Den anderen Weg bin ich nicht gefahren;ich denke aber mal,daß das der ist,den du meinst....(also der,den ich nicht gefahren bin)....da werd ich dann nächstes Mal mal langgurken,dann kann ich dir die Frage beantworten;-)...evtl. schon Samstag


----------



## insider (19. April 2007)

Downhillfaller schrieb:


> und wenn nicht auf die Nase, dann auf die Stirn ! Warum hast Du da keine Haare mehr    ???



Das macht bergauf schneller, 25 Gramm weniger Gewicht und windschnittiger im Downhill ist es dann auch 

Ich seh schon, viele starten in Hülsede Richtung Krackes Ruh in den Süntel......da werd ich demnächst vor der Tür mal ne Schranke aufbauen und Wegzoll kassieren


----------



## tom de la zett (19. April 2007)

hifi-corsa schrieb:


> ...wenn ich jetzt wüßte,welcher der Kammweg ist...
> 
> Den anderen Weg bin ich nicht gefahren;ich denke aber mal,daß das der ist,den du meinst....(also der,den ich nicht gefahren bin)....da werd ich dann nächstes Mal mal langgurken,dann kann ich dir die Frage beantworten;-)...evtl. schon Samstag



Yupp, Hifi-Corsa, den meine ich. Da sah es schlimm aus. Schöner Weg übrigens, fährst immer weiter und dann gehts rechts runter nen hübschen Trail nach Rohdental! Viel Spass. Und poste ruhig, was du fährst. Vielleicht stoß ich mal dazu.


----------



## hifi-corsa (19. April 2007)

dat is mein Fahrrad...also das obere...das untere is nich mein Fahrrad 

ich bin extrem leicht zu erkennen...ich bin überall der Langsamste und schiebe gern bergauf....Helm trage ich auch nie und ich fahr mit Turnschuhen,kurzer Hose und T-Shirt und hab immer nen Rucksack aufm Rücken....kannst ja mal hallo sagen,wennde mich überholst


----------



## duncan.blues (23. April 2007)

Hallo zusammen!

Bin zwar aktuell im Bergischen Land bei Wuppertal beheimatet, komme aber häufiger zum Biken in den Deister oder Süntel (weil Rodenberg alte Heimat). Bin in den letzten paar Monaten häufiger mal im Süntel unterwegs gewesen, aber mangels genauerer Ortskenntnis meist nur Waldautobahn oder schmalere Wanderwege. Wenn mir grad nichts besseres einfällt fahr ich meist von Krackes Ruh über Dachtelfeld zum Hohenstein und Retour, technisch ist das natürlich total anspruchslos, nur der ewig lange Anstieg gleich am Anfang sorgt etwas für Herausforderung.
Ich hätte also auch mal Interesse daran, die feinen kleinen Pfade abseits der Waldautobahnen im Süntel kennenzulernen.

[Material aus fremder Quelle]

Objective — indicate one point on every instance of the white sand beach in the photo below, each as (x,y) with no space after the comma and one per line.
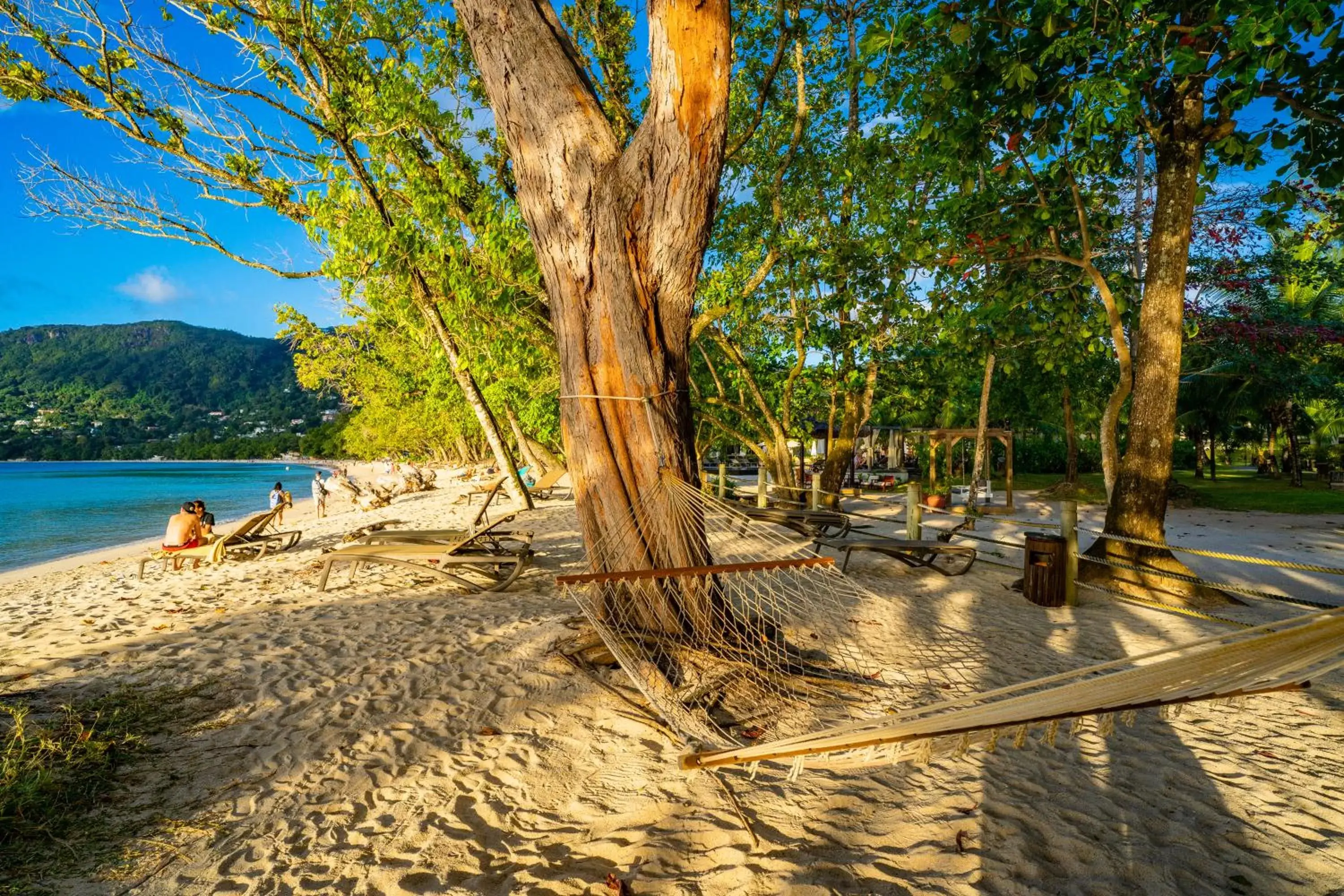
(397,737)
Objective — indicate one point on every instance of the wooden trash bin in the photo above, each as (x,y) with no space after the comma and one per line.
(1045,570)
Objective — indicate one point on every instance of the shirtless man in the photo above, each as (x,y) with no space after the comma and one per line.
(183,532)
(183,528)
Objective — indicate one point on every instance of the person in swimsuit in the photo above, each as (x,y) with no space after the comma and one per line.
(183,532)
(207,520)
(319,495)
(277,500)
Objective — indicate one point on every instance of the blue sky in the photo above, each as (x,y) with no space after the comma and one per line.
(57,275)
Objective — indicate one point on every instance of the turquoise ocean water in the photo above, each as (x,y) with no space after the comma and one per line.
(50,509)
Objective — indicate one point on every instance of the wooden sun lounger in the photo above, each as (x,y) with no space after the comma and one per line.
(913,554)
(487,489)
(810,523)
(550,482)
(494,555)
(249,535)
(431,536)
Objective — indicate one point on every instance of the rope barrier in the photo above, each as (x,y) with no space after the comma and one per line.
(990,517)
(835,495)
(1221,586)
(1218,555)
(980,538)
(1162,605)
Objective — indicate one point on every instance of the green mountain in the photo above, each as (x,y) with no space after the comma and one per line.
(156,388)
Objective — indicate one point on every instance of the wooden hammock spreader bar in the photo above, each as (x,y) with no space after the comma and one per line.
(717,758)
(590,578)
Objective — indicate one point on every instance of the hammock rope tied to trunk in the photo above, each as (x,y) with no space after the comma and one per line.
(756,649)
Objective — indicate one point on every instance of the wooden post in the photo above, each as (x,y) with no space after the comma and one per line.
(914,513)
(1069,528)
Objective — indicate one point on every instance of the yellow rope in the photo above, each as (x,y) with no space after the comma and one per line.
(1218,555)
(1163,605)
(1193,579)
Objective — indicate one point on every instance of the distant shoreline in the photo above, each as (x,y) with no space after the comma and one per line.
(302,511)
(323,464)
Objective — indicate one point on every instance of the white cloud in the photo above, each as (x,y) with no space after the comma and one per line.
(152,285)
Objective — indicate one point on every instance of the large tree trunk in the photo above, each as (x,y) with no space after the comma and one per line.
(1293,445)
(982,426)
(1070,443)
(620,234)
(1139,501)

Am liebsten fahre ich persönlich kleine verschlungene Singletrails, nicht zu technisch aber ne Handvoll Wurzeln taktisch nett verstreut dürfen's schon sein (soll ja Spass machen).
Downhills... Radio Eriwan ("im Prinzip ja, aber"). Eigentlich gern aber ich bin bei der Aussage immer etwas vorsichtig, was die einen als problemlos fahrbar darstellen ist für andere schon halsbrecherisch. Kommt halt auf den Versuch/Anblick an


----------



## hifi-corsa (29. April 2007)

tom de la zett schrieb:


> Yupp, Hifi-Corsa, den meine ich. Da sah es schlimm aus. Schöner Weg übrigens, fährst immer weiter und dann gehts rechts runter nen hübschen Trail nach Rohdental! Viel Spass. Und poste ruhig, was du fährst. Vielleicht stoß ich mal dazu.



Ich erinnere mich,daß ich dir noch ne Antwort schulde...

bin da heute mal langge"fahren" ...oder besser "getragen" :-D

Hier mal ein paar "Impressionen"



















Aber dafür war dann die Aussicht von der Paschenburg heute der absolute Hammer...kein bisschen Dunst über dem Tal


----------



## MTB-News.de




----------



## tom de la zett (30. April 2007)

schöne Aufnahmen,
hätten uns fast zuwinken können! War auf der anderen Weserseite in den Bergen (auf Schusters Rappen) unterwegs und auf dem Ludwigsturm. Aussicht war genial - super klares Wetter  

OK, zum Wesergebirgskamm dort ist mit deinen Bildern alles gesagt.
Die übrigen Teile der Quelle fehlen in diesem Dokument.